Untuk menuntut suatu perubahan seyogyanya kita mengetahui apa yang akan kita
rubah dan apa alasan untuk merubah. Karena landasan dari suatu aksi adalah
teori. Kita harus melakukan kajian-kajian dan diskusi terlebih dahulu sebelum
melakukan aksi. Suatu aksi yang tercipta tanpa kajian hanya dipenuhi oleh nafsu
emosi semata. Ibarat seseorang yang mau pergi ke kampus , tetapi dia tidak
mengetahui jalan menuju kampus itu, maka pada akhirnya ia akan tersesat dan
kebingungan.
Selain
hal diatas terdapat suatu hal lainnya yang menyebabkan pergerakan-pegerakan
mahasiswa sekarang cenderung menurun. Yaitu berkurangnya minat mahasiswa untuk
berdiskusi dan mengkaji isu-isu terkini.
Untuk
itu sebuah lembaga kemahasiswaan yang menaungi seluruh civitas academia harus
berusaha untuk menghidupkan diskusi-diskusi dalam kampus.. Karena hanya akan
membuat mahasiswa kebingungan dan tidak mengetahui maksud dan tujuannya
melakukan aksi untuk itu perlu diadakannya .Hal lain yang membuat menurunnya
sebuah pergerakan mahasiswa adalah banyaknya mahasiswa yang terpangaruh
propaganda media massa tentang sebuah aksi. Mereka menganggap aksi atau
demonstrasi adalah suatu hal yang anarkis, tidak mencerminkan sifat intelektual
akademisi. Tetapi bila semua jalan untuk melakukan advokasi tertutup. Maka
jalan terakhir adalah aksi untuk itu kita tidak perlu anti dengan yang namanya
aksi.
Akan
tetapi dalam masalah aksi ini, masih terdapat mahasiswa-mahasiswa yang
bertindak sok pahlawan padahal sesungguhnya ia seorang hipokrit yang hanya
mengejar eksistensi pribadi masing-masing. Biasanya mahasiswa seperti ini
melakukan sebuah aksi tanpa melakukan diskusi dan kajian-kajian terlebih
dahulu. Lalu ujung-ujungnya melakukan demonstrasi yang anarkis. Menyebabkan
rasa simpati dari masyarakat terhadap sebuah aksi berubah menjadi antipati.

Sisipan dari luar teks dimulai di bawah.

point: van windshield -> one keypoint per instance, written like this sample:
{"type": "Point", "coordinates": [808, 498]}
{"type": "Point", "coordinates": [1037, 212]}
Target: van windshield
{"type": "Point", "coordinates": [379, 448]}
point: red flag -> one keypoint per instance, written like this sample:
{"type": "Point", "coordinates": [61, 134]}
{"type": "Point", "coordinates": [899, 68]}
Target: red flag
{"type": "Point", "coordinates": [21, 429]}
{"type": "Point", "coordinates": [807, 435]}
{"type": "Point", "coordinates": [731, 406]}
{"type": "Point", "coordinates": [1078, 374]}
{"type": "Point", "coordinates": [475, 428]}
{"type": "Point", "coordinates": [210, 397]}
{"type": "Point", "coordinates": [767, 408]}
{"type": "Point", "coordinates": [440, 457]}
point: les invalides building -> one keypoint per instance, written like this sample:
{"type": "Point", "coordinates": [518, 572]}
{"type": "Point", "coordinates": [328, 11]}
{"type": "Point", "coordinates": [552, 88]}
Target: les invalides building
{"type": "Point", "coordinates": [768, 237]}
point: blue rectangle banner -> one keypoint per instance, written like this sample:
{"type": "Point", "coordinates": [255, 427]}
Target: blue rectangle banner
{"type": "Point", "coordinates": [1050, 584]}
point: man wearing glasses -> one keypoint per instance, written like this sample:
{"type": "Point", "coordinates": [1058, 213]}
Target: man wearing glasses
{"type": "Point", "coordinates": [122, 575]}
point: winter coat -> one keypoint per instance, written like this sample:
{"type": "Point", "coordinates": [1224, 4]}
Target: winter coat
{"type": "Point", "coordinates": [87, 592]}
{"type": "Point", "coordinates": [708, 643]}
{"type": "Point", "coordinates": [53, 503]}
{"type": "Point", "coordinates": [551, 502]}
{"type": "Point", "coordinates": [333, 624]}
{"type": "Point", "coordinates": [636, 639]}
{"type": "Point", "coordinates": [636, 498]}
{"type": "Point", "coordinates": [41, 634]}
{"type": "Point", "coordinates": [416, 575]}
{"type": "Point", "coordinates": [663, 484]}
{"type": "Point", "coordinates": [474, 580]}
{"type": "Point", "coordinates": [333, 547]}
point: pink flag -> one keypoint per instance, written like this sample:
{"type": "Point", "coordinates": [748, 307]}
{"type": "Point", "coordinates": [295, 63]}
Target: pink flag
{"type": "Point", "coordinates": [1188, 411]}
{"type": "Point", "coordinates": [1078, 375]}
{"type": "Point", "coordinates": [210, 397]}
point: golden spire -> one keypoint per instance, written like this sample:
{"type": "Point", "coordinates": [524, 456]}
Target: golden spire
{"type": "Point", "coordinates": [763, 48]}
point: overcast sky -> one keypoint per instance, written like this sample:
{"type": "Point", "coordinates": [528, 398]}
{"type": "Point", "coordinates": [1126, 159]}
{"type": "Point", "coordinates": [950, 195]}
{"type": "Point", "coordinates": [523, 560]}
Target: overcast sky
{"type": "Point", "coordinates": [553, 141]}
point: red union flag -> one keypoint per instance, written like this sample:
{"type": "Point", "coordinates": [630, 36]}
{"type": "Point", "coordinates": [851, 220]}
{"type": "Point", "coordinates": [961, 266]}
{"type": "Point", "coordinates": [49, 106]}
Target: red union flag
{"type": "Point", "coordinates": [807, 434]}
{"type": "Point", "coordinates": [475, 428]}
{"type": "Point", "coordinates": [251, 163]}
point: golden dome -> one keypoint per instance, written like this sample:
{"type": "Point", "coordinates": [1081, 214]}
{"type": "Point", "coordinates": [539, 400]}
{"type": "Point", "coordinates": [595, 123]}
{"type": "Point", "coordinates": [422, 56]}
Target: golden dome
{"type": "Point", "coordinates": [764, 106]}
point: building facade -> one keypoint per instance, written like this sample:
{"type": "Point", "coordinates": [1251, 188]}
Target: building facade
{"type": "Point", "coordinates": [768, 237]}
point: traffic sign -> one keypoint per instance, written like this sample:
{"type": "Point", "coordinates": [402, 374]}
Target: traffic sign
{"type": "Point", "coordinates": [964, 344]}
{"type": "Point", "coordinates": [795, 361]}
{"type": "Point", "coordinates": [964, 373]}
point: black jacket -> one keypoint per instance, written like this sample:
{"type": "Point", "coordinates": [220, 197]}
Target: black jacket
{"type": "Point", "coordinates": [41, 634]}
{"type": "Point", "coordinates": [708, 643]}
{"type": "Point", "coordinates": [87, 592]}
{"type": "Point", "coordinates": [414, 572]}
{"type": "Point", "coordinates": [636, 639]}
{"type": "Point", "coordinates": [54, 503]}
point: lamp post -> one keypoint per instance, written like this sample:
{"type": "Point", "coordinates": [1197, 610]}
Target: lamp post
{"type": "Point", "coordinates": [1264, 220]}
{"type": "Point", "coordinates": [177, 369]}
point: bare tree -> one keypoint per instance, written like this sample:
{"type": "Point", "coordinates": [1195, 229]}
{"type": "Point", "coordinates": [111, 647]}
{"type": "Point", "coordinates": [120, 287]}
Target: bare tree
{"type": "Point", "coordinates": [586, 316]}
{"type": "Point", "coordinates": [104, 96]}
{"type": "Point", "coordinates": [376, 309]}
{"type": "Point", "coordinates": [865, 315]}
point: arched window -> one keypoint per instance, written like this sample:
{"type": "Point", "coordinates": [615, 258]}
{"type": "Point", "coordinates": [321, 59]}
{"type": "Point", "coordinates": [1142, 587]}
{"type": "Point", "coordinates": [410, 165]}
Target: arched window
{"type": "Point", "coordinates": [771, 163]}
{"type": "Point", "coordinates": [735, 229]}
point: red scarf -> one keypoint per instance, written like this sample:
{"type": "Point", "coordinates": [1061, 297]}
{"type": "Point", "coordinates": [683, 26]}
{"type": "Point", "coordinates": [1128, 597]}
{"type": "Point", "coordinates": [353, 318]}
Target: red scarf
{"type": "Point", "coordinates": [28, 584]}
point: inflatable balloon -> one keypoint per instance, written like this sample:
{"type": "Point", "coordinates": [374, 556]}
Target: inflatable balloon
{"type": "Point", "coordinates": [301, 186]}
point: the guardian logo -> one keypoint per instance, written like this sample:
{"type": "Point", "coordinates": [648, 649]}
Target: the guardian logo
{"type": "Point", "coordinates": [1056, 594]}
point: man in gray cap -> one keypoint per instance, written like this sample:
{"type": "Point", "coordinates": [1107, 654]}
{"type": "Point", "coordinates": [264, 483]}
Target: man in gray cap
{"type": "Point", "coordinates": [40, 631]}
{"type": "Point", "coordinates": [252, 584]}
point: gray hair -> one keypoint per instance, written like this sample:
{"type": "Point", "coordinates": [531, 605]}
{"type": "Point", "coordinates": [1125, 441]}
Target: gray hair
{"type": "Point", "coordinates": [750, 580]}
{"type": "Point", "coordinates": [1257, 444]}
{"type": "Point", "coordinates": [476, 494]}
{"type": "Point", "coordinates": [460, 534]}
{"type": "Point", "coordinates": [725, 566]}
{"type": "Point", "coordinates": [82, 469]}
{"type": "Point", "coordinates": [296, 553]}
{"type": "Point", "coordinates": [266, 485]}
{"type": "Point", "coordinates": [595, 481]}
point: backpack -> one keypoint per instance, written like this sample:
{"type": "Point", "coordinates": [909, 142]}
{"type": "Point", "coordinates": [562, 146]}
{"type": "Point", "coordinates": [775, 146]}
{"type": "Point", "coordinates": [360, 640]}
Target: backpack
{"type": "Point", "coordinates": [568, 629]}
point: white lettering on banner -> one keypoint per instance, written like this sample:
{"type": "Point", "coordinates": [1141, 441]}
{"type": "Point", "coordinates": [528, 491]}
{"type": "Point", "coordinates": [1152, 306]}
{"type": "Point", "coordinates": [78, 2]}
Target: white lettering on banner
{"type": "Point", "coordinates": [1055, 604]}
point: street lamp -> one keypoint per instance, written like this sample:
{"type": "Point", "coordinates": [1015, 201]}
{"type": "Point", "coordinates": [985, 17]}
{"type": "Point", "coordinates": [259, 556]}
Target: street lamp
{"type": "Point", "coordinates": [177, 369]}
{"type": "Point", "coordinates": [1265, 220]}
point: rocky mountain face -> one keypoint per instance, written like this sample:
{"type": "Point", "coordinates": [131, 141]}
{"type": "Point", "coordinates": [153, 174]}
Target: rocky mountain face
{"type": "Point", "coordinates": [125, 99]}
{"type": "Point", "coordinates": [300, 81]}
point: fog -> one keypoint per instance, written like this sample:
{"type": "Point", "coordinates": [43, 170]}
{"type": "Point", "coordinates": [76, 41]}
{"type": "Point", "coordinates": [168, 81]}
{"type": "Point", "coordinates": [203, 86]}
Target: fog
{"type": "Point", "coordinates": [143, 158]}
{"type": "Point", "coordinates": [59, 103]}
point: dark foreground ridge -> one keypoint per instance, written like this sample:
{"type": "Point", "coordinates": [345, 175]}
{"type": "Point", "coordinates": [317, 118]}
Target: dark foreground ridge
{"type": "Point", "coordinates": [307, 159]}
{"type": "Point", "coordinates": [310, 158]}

Padahal substansi dari aksi adalah untuk memperjuangkan hak-hak masyarakat.
Bila suatu aksi sudah kehilangan kepercayaan dan harapan dari masyarakat, maka jangan
harap perubahan itu terjadi.
Dalam
hal ini sudah sepatutnya mahasiswa menghentikan perdebatan tentang mana yang
baik dalam melakukan pergerakan. Apakah itu teori ataupun aksi karena dalam
menciptakan sebuah gerakan revolusioner tidak ada yang namanya pemisahan antara
teori dan aksi.
Mahasiswa takut pada dosen, dosen takut rektor,
rektor takut pada menteri, menteri takut pada presiden, presiden takut pada
mahasiswa.
(Taufik Ismail).
dimuat di majalah Respon edisi bulan Januari-Februari 2014.